Someone asked why the varmints were not taken to camp and tied up until after breakfast. Let the red niggers think about it awhile. Sam said all right, they would do that and then send them on their way; and he turned them over to Cy and Charley, who spoke a smattering of Indian tongues. The men then mounted Indian ponies and rode to their camp; and behind them on horses, their feet tied together with leather ropes under the horses’ bellies, and their hands bound, came the two prisoners. Hunters returned from the hills with the choicest portions of elk and buffalo; fires were built; and great roasts were hung from tripods, and thick steaks were laid on chokecherry limbs over red embers. Sam, Hank, and Bill were making hot biscuits. A dozen of the men were out in the vales nd over the hills, gathering roots and wild fruits.
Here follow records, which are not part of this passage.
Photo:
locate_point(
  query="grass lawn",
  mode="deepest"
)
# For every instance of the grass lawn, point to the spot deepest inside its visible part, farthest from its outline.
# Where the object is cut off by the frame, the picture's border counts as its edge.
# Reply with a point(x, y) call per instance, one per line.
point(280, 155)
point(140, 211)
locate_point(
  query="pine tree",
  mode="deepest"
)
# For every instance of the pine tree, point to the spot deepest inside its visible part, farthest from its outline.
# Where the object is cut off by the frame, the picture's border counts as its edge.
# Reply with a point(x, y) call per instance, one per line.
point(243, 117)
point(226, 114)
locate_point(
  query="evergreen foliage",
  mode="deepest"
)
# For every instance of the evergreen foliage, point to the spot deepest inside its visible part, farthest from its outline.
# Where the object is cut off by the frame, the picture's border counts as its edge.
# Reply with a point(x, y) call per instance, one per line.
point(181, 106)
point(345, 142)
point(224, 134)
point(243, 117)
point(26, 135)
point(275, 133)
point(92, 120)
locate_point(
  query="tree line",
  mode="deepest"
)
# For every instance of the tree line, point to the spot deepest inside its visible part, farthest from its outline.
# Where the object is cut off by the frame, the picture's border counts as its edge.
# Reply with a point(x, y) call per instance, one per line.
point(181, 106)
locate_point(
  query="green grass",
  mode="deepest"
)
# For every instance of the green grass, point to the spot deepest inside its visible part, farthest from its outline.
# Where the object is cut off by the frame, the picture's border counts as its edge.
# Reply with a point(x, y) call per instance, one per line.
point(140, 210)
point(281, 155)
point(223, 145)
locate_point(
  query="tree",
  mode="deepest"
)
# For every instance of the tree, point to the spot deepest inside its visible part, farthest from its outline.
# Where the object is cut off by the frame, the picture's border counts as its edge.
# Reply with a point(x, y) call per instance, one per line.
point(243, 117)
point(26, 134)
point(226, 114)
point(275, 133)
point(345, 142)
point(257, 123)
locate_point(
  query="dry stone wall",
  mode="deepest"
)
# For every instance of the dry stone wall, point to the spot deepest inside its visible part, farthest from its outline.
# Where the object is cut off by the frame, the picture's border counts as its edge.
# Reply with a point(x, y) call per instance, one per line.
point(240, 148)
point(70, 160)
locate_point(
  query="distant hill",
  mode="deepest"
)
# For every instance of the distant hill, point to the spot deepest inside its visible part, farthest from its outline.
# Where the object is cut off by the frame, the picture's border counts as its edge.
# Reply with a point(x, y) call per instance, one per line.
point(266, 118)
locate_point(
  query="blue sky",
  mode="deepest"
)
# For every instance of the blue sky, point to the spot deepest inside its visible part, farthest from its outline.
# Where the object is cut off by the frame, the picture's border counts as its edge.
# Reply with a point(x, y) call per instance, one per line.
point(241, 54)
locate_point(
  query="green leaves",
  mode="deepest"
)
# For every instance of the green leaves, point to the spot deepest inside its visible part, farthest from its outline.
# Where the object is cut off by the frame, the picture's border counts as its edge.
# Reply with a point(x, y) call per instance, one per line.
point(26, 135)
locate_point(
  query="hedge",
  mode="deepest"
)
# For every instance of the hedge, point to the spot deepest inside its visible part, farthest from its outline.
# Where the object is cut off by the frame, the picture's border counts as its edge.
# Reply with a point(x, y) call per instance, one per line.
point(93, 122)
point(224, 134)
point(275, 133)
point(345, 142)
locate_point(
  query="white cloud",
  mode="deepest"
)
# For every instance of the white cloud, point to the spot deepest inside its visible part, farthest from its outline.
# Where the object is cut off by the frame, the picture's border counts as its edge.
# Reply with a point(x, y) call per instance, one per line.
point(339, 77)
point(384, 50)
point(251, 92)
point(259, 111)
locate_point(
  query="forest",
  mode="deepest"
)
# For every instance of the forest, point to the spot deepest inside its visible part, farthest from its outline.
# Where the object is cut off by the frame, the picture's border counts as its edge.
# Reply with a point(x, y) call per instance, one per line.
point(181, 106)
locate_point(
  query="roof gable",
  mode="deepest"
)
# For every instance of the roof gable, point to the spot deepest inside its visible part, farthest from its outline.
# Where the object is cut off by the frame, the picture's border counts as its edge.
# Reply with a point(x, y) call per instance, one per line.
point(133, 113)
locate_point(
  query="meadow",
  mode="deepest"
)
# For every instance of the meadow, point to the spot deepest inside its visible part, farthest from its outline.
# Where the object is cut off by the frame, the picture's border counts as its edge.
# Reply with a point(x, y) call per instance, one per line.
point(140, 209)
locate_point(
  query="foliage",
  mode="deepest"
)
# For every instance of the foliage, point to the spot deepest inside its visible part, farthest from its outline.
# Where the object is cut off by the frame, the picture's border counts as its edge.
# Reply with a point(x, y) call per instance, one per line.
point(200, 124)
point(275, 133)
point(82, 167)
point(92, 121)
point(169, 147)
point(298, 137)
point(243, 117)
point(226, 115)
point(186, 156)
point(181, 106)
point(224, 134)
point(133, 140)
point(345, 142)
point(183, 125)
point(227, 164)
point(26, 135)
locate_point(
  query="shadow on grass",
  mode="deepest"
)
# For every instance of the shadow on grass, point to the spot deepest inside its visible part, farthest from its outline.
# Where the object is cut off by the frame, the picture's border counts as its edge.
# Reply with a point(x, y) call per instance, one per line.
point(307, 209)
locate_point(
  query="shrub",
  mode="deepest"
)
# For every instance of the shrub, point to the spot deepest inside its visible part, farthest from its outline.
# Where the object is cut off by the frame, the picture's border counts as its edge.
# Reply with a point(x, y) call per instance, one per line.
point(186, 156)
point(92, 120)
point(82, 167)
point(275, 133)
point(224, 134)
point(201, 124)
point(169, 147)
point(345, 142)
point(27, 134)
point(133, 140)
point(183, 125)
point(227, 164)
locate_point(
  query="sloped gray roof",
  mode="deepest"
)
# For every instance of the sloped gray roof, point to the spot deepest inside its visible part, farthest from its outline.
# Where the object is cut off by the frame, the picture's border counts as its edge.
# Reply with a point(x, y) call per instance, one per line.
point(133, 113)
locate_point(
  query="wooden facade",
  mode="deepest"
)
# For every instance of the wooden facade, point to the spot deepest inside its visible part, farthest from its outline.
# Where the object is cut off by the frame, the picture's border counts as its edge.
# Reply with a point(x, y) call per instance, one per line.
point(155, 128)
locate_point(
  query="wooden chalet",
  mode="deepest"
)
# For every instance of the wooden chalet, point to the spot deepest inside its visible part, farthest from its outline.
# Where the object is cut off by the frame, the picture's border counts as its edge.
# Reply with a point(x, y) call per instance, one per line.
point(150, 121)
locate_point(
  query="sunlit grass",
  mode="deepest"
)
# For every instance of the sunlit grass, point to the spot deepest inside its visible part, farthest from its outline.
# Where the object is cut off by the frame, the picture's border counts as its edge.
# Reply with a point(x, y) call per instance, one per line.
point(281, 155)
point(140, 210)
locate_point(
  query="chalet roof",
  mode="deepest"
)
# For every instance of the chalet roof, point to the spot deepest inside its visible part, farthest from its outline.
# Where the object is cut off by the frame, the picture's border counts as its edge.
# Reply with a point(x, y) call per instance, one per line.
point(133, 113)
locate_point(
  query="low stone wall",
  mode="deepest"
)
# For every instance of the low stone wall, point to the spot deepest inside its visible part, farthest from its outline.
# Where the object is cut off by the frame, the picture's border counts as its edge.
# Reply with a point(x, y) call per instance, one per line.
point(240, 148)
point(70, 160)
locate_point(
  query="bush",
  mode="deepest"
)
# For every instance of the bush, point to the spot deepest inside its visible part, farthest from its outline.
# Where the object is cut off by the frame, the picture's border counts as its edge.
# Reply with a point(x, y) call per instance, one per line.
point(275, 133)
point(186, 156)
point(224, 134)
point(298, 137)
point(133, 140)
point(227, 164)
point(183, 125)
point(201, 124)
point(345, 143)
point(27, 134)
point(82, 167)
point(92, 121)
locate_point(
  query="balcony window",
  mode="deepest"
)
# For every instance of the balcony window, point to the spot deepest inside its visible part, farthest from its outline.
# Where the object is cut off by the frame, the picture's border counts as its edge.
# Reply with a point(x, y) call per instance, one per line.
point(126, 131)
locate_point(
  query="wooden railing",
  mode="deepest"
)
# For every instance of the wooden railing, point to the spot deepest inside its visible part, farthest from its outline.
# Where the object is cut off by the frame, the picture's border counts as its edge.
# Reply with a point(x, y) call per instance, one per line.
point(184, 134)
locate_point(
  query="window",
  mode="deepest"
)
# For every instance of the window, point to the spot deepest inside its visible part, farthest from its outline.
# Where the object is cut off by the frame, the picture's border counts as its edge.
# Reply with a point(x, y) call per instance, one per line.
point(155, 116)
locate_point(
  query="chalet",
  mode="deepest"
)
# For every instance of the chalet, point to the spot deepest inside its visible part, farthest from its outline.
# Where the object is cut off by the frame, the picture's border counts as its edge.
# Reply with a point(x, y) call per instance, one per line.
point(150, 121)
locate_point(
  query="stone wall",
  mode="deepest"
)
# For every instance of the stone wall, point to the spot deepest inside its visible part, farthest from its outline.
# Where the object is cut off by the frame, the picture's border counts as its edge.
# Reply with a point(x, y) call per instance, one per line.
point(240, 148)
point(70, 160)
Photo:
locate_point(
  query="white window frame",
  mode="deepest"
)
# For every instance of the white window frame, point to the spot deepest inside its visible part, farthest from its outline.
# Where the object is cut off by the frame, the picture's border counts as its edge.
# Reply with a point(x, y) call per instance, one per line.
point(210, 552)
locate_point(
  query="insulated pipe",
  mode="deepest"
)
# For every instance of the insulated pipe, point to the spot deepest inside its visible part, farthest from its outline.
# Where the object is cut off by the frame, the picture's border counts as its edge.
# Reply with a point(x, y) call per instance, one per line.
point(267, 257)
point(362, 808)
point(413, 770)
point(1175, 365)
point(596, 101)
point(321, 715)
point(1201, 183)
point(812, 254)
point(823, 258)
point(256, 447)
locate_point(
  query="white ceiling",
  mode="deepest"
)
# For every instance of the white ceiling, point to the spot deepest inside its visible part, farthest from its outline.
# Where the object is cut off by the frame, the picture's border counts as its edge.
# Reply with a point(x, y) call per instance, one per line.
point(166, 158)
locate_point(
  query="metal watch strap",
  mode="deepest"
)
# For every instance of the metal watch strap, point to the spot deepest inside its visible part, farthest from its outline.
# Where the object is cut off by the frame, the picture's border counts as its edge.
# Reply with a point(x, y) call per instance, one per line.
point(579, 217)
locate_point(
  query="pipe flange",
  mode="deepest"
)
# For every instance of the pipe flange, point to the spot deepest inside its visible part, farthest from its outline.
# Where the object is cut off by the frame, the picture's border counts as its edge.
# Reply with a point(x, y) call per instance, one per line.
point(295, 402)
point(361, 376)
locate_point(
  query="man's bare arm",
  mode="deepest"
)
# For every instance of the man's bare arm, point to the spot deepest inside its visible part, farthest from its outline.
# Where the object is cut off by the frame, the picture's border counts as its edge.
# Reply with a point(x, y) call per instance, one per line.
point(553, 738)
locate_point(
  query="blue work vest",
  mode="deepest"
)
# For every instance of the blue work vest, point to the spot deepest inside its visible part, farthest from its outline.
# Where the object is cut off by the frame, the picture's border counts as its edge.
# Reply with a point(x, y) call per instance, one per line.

After they had eaten over a hundred pounds of flesh, with biscuits and berries, and each had drunk a quart of strong coffee, they sat back, chewing tobacco or puffing pipes. Bill took the pipestem from his teeth and, like an Indian, made a sign with the pipe at the earth and the sky. It was a cardinal's wonder, he said, that Sam didden bust the chief wide open, though as it was he done him plenty bad. He doubted the varmint would ever make it to his people; some of his innards might be split open inside. Sangre de Cristo! Jack said, and turned red with anger. Did they pet the pisened wolf because they felt sorry for him? Thar warn’t no mercy in these red critters and for his own part he’d feel oneasy if this chief was turned loose. He would arouse the hull nation against them. Would the varmints figger the chief had been freed because he was a greater chief than any white chief? And Sam dotta know that if Elk Horns was turned loose he would be on his trail night and day till the last river ran dry. Why didn’t they sell him to him the Crows?

The proposal caught the fancy of a few of the men: Elk Horns captured Sam to sell him to the Crows and Sam had turned the tables on him. Waugh! That would larn them to stay on their own range.

For a full minute Sam puffed his pipe and considered the matter. He didn’t want to offend these men who had come a long way and risked their lives for him: but he didn’t want the  Crows to put a wounded man to fiendish torture and death. Whether if he turned the chief loose there would be any gratitude in him he did not know. This Indian might pursue him night and day as long as he lived but Sam was thinking of the eyes of the youngster dying in the river.